“Strange Planet” is the latest co-creation of Dan Harmon (of Rick and Morty fame) and the best-selling writer and artist, Nathan W. Pyle. The AppleTV+ series features the whimsical art and stories of Pyle’s very popular comic strip series of the same name. “Strange Planet,” however, has none of the edge or dark humor of Rick and Morty and I think we can all agree, it is for the best.
Pyle, who may not be as famous as Harmon, still enjoys an audience of millions who are entertained by his work on Instagram, Facebook and other social media platforms. I, personally have been a fan of his blue beings for years and their often sober and philosophical discussions about life and finding meaning in their existence.
They are like us, only more honest and more connected to their feelings. Pyle’s characters are odd and endearing in any number of ways, from their speech habits to their method of describing tools, technologies, and even their pets. “Respect the death blades,” is one of the directives they give to a child when teaching about cat care, for example.
One of the more unusual aspects of the Strange Planet series of comics is the fact none of the characters appear to have names. Since their adventures tended to only have four panels, we are often right in the middle of the event and names aren’t necessary to get to the heart of whatever they are talking about. I am unclear how this will be addressed in the series but if the show takes the same format as the comics, it may not matter, since it is likely to be a skit-related affair where the same voices will be used for multiple characters.

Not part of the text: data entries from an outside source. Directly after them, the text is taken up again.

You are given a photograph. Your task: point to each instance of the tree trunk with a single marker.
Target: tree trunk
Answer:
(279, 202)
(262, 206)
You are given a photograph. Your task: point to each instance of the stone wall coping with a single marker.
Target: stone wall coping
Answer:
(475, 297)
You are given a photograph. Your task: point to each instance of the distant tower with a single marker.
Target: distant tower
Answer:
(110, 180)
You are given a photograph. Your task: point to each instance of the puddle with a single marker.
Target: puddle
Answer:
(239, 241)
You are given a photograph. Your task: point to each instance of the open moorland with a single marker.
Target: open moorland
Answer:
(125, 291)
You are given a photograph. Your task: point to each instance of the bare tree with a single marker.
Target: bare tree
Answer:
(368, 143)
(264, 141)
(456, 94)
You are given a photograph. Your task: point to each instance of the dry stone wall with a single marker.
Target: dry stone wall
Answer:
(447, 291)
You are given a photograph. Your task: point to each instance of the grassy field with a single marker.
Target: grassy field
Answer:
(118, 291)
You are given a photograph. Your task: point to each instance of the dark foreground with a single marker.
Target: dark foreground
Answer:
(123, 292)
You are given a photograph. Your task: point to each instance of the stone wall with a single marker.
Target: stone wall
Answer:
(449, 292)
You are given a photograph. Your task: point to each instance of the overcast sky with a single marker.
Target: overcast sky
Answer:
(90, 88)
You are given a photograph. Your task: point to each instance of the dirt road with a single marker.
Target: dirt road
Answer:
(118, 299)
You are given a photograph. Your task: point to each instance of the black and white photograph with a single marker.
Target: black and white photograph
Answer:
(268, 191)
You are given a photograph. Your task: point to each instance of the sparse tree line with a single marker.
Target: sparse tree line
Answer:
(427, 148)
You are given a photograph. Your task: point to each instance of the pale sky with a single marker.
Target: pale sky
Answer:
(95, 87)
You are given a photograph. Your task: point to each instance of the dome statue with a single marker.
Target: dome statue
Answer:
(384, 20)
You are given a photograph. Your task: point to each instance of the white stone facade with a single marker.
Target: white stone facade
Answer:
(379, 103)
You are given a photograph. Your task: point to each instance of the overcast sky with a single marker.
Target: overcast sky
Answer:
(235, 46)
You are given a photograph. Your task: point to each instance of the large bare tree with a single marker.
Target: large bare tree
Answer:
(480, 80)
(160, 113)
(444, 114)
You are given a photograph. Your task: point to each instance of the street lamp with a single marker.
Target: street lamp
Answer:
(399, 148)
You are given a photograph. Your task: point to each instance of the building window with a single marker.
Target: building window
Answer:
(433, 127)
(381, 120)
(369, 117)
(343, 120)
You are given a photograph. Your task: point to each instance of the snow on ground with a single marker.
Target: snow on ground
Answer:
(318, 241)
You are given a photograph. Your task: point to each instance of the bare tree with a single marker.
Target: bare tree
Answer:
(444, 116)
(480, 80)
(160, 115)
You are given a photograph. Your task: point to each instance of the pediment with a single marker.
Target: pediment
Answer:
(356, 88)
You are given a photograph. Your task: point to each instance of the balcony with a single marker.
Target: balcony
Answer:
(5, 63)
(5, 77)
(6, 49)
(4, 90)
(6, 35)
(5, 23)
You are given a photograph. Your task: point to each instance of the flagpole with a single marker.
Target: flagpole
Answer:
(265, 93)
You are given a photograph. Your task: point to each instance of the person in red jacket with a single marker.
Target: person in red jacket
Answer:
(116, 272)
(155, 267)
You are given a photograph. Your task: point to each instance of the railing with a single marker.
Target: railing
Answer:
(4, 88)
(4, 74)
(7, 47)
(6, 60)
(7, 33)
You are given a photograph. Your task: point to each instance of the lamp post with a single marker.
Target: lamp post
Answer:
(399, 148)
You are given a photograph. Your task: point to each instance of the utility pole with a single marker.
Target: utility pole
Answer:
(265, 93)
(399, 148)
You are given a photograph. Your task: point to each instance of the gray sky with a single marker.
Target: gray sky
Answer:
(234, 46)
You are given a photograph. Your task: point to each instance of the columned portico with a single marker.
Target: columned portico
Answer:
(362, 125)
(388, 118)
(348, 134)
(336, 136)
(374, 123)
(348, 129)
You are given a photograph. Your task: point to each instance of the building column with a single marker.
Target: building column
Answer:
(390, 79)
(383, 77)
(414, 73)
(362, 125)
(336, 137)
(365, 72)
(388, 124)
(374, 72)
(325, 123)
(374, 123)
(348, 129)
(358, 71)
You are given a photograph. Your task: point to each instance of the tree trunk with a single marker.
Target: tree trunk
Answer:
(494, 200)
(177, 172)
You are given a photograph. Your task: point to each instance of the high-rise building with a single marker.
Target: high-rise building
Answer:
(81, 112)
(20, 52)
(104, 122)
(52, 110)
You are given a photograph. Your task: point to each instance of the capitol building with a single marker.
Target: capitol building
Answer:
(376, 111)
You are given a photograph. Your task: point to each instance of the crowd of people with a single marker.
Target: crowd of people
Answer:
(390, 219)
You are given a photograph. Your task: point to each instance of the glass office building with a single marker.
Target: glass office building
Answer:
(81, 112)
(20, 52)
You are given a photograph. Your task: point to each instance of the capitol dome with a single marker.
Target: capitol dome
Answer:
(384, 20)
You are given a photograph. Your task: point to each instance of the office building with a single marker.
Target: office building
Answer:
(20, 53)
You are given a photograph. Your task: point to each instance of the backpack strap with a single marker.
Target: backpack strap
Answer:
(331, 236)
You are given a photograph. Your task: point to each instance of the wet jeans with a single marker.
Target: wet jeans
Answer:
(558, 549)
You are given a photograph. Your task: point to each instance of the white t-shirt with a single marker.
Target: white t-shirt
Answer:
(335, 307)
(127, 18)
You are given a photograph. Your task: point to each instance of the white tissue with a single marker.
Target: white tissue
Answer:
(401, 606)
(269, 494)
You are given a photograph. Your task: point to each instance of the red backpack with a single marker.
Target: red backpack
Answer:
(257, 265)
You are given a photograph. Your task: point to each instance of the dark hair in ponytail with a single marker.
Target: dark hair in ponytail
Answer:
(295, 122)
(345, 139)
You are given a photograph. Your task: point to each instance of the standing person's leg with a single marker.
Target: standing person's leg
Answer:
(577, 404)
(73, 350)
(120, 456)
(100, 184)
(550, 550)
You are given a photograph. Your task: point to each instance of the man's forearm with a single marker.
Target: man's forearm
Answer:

One of the things I like best about Strange World is the redefinition of common items with more honest and direct names. Coffee is dubbed “jitter liquid” and social drinking is defined as using a “mild poison” for personal fulfillment. Both statements are true, but for the people of Strange Planet, it is important to note this for clarity and awkwardness’ sake.

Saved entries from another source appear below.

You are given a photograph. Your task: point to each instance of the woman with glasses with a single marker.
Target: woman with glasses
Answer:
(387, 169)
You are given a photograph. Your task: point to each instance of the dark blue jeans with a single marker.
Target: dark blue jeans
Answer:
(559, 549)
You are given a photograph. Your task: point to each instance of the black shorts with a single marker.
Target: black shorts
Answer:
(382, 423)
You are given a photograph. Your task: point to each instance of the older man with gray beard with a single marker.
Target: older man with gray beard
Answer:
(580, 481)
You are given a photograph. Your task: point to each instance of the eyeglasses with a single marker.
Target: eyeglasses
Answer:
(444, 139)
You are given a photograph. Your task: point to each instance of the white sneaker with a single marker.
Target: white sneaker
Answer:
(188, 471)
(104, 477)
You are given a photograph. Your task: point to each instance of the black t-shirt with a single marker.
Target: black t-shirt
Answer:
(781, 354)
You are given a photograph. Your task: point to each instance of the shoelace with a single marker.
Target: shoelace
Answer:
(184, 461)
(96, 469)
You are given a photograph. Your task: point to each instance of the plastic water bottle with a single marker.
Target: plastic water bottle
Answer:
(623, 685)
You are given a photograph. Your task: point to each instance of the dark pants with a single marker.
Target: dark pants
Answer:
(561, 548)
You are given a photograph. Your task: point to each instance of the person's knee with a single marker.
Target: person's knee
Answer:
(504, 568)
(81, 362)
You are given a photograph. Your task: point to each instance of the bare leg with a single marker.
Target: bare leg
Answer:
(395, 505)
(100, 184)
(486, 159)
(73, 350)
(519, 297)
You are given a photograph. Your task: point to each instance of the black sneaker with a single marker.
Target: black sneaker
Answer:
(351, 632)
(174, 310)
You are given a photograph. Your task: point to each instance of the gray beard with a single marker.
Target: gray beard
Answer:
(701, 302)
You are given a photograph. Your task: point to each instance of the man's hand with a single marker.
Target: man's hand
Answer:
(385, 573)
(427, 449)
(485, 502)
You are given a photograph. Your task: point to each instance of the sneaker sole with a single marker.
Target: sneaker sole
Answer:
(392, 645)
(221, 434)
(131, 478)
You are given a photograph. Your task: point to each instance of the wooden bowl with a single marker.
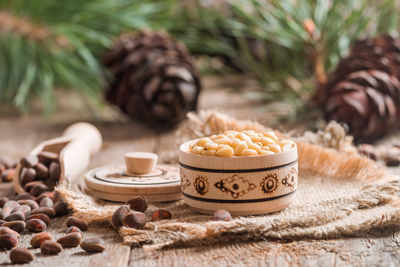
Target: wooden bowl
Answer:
(241, 185)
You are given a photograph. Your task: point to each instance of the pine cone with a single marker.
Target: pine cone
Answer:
(155, 79)
(364, 90)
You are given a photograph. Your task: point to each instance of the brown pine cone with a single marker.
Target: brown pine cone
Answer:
(364, 90)
(155, 79)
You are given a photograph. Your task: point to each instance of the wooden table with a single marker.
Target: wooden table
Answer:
(19, 135)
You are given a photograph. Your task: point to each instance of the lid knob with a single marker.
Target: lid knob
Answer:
(140, 162)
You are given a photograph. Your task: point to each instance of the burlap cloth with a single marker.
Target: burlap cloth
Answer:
(339, 194)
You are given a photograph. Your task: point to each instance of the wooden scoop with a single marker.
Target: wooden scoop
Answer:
(74, 148)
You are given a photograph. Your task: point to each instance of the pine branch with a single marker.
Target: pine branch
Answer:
(48, 44)
(290, 49)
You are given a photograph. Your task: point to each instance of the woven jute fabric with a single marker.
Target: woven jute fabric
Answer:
(344, 200)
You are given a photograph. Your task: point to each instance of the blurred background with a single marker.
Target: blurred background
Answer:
(149, 61)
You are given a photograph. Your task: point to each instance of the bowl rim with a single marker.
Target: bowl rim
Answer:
(189, 159)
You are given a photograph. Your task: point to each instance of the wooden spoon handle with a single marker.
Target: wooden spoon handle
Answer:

I find the Blue Beings refreshingly honest, seeking connection with their fellows, and looking to know themselves better, which I suspect this is part of their widespread appeal among the readers of the comics. This is quite a difference from the self-absorption, narcissism and psychological dysfunction of Harmon’s other famous project.

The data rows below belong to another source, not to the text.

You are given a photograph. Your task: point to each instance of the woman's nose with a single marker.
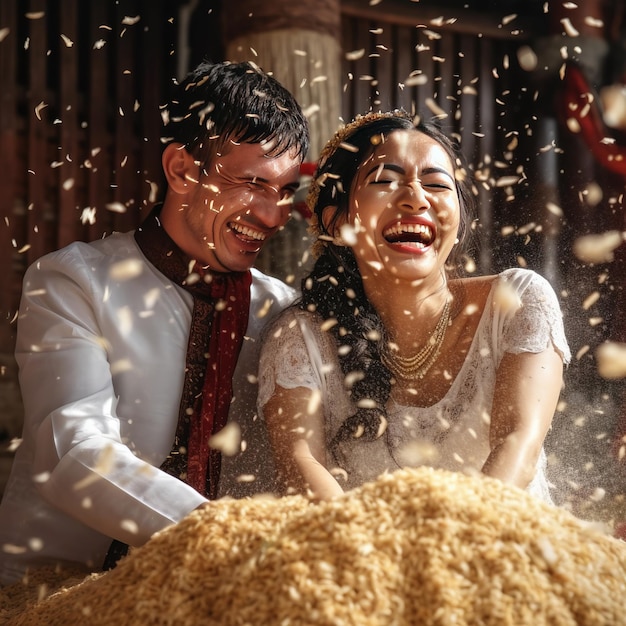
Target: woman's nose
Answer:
(413, 196)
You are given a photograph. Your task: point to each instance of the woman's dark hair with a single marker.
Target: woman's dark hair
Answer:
(334, 287)
(220, 102)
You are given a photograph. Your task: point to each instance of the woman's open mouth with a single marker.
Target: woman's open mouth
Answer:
(419, 235)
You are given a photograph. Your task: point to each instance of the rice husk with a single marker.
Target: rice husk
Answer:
(419, 546)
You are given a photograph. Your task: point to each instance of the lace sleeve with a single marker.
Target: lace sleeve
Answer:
(537, 323)
(290, 355)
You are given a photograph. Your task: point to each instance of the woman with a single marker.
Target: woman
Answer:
(391, 358)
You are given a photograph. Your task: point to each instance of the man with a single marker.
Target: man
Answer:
(133, 350)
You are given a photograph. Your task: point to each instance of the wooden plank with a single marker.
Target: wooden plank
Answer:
(38, 117)
(102, 38)
(154, 78)
(127, 67)
(454, 20)
(11, 227)
(381, 59)
(362, 67)
(404, 51)
(69, 228)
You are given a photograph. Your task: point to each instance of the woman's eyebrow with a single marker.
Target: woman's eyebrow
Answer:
(437, 170)
(386, 166)
(400, 170)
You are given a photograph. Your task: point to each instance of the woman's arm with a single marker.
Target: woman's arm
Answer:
(525, 398)
(295, 423)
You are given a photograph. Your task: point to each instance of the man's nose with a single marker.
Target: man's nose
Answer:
(273, 210)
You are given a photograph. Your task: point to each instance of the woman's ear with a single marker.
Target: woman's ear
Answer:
(180, 168)
(331, 221)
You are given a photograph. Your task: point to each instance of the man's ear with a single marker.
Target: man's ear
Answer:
(180, 168)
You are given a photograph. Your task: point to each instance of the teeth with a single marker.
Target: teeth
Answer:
(247, 232)
(399, 229)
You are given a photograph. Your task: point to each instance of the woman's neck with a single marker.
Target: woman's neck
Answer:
(409, 312)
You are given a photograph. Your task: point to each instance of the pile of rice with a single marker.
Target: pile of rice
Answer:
(419, 546)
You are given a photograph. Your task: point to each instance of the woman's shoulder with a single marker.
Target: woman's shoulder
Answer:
(516, 278)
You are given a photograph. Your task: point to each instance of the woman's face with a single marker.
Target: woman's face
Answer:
(404, 209)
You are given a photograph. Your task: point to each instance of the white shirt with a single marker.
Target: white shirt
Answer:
(101, 346)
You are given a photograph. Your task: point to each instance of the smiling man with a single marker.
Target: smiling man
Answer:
(137, 349)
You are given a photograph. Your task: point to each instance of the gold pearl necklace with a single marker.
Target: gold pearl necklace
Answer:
(418, 365)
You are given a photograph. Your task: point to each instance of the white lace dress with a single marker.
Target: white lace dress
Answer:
(452, 434)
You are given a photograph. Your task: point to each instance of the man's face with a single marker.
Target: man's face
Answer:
(241, 198)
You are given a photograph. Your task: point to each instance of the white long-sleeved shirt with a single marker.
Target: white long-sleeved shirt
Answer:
(101, 346)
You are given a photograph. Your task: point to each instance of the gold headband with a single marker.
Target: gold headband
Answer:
(338, 141)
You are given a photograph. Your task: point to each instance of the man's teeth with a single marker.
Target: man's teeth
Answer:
(247, 232)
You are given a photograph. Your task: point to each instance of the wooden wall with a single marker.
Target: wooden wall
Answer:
(80, 89)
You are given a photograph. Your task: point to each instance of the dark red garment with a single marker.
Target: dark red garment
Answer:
(218, 326)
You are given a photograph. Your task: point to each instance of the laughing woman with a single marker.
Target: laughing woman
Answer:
(391, 358)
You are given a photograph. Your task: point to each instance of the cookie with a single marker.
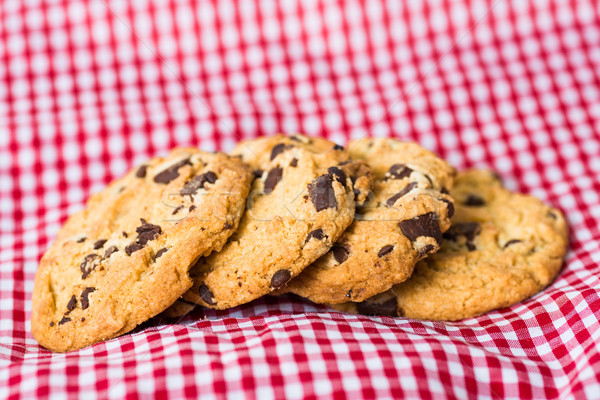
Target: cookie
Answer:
(502, 248)
(301, 201)
(125, 257)
(179, 309)
(401, 223)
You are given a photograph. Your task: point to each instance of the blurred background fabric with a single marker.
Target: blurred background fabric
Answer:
(88, 89)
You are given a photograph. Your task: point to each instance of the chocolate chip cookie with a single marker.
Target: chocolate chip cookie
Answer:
(301, 201)
(502, 248)
(402, 222)
(126, 256)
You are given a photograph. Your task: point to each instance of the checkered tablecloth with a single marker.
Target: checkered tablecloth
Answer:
(89, 89)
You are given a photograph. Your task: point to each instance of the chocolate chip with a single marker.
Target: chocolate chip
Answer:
(198, 182)
(132, 248)
(321, 192)
(109, 252)
(177, 209)
(147, 232)
(89, 263)
(450, 207)
(474, 200)
(71, 304)
(160, 253)
(338, 173)
(425, 250)
(279, 148)
(469, 230)
(99, 243)
(171, 173)
(141, 172)
(340, 253)
(387, 308)
(390, 202)
(206, 295)
(85, 300)
(280, 278)
(511, 242)
(385, 250)
(398, 171)
(273, 178)
(317, 234)
(423, 225)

Can the television series capture the eclectic and ironic nature of Strange Planet’s blue beings? It would appear AppleTV+ certainly thinks so, having a star studded lineup of vocal talent, including Tunde Adebimpe, Demi Adejuyigbe, Lori Tan Chinn, Danny Pudi and Hannah Einbinder. “Strange Planet” is co-created and executive produced by Emmy Award winner Dan Harmon and New York Times bestselling author Nathan W. Pyle. “Strange Planet” is produced by Apple Studios and ShadowMachine.